This selection, chosen by guest editor Alyse Bensel, is from Another Way to Split Water by Alycia Pirmohamed, released by YesYes Books in 2022.
Midnight Vessel Across the Great Sea
What kind of river, then, has no middle?
—Édouard Glissant
Another bloom after the first bloom inheritance is a form of second sight in the past someone with my birthmarks predicted the next moon the upheaval my own ebb. My body is the echo of her iambs a tradition that sieves right through my ancestor’s thread. I am slick with rosewater and cat’s eye —I can’t choose between survival or pleasure. In the past someone who looked like me fell into the valley of roses five times a day. This echo is another velvet petal submerged in the drool of my mouth I am submerged in the drool of her mouth. My second sight is an heirloom a volume of sonnets passed down a line of flight as if she is more image than intent more midnight than syllable the eye before the eye the root beneath my poem. I am a remembrance and she is my volta— an echo blooms this echo is her hair parting into my hair she is the fine dark strand across my memory she glides like a reed a silhouette of green across the great sea her poetry strikes through my window like a stone breaking the skin memory of water.
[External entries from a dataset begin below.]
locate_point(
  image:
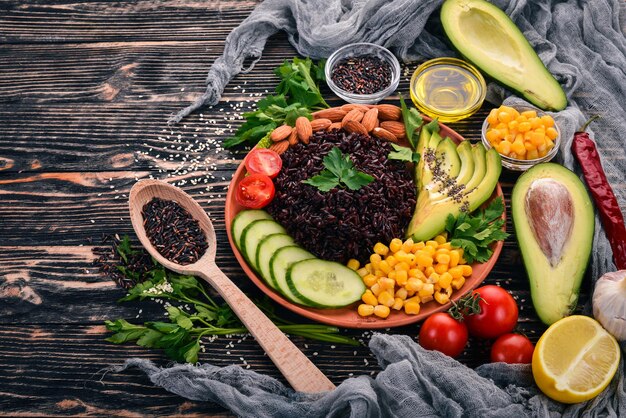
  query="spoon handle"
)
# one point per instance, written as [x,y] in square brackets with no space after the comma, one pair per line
[299,371]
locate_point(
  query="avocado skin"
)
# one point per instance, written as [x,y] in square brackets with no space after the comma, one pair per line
[554,289]
[536,84]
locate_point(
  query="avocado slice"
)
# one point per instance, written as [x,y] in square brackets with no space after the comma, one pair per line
[431,212]
[554,225]
[489,39]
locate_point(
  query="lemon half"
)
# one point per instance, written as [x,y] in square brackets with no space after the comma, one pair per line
[575,359]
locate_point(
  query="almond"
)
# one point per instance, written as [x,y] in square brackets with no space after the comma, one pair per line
[381,133]
[293,138]
[352,106]
[280,133]
[369,119]
[396,128]
[353,126]
[280,146]
[389,112]
[335,114]
[303,127]
[320,124]
[354,114]
[334,125]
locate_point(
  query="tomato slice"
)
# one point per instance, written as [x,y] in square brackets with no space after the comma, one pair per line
[263,161]
[255,191]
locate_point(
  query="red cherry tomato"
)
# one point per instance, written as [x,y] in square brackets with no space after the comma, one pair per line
[443,333]
[263,161]
[512,348]
[498,313]
[255,191]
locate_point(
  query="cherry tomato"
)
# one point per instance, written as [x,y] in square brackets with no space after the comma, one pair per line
[512,348]
[255,191]
[263,161]
[498,313]
[443,333]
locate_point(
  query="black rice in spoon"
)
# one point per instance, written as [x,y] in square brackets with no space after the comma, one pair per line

Alycia Pirmohamed is a Canadian-born poet based in Scotland. Her debut collection Another Way to Split Water was released internationally in 2022 by YesYes Books in the United States and Polygon Books in the UK. She is also the author of the pamphlets Hinge and Faces that Fled the Wind and the collaborative essay Second Memory, which was co-authored with Pratyusha. She is the co-founder of the Scottish BPOC Writers Network, a co-organiser of the Ledbury Poetry Critics Program, and she currently teaches on the MSt. Creative Writing at the University of Cambridge. She is the recipient of several awards, including the 2019 CBC Poetry Prize, the 92Y Discovery Prize, the Ploughshares Emerging Writer’s Award, and the 2020 Edwin Morgan Poetry Award.

Alyse Bensel is the author of Rare Wondrous Things: A Poetic Biography of Maria Sibylla Merian (Green Writers Press, 2020) and three chapbooks. Her poems and essays have appeared or are forthcoming in Alaska Quarterly Review, Cream City Review, South Dakota Review, and West Branch. She serves as Poetry Editor for Cherry Tree and teaches at Brevard College, where she directs the Looking Glass Rock Writers’ Conference.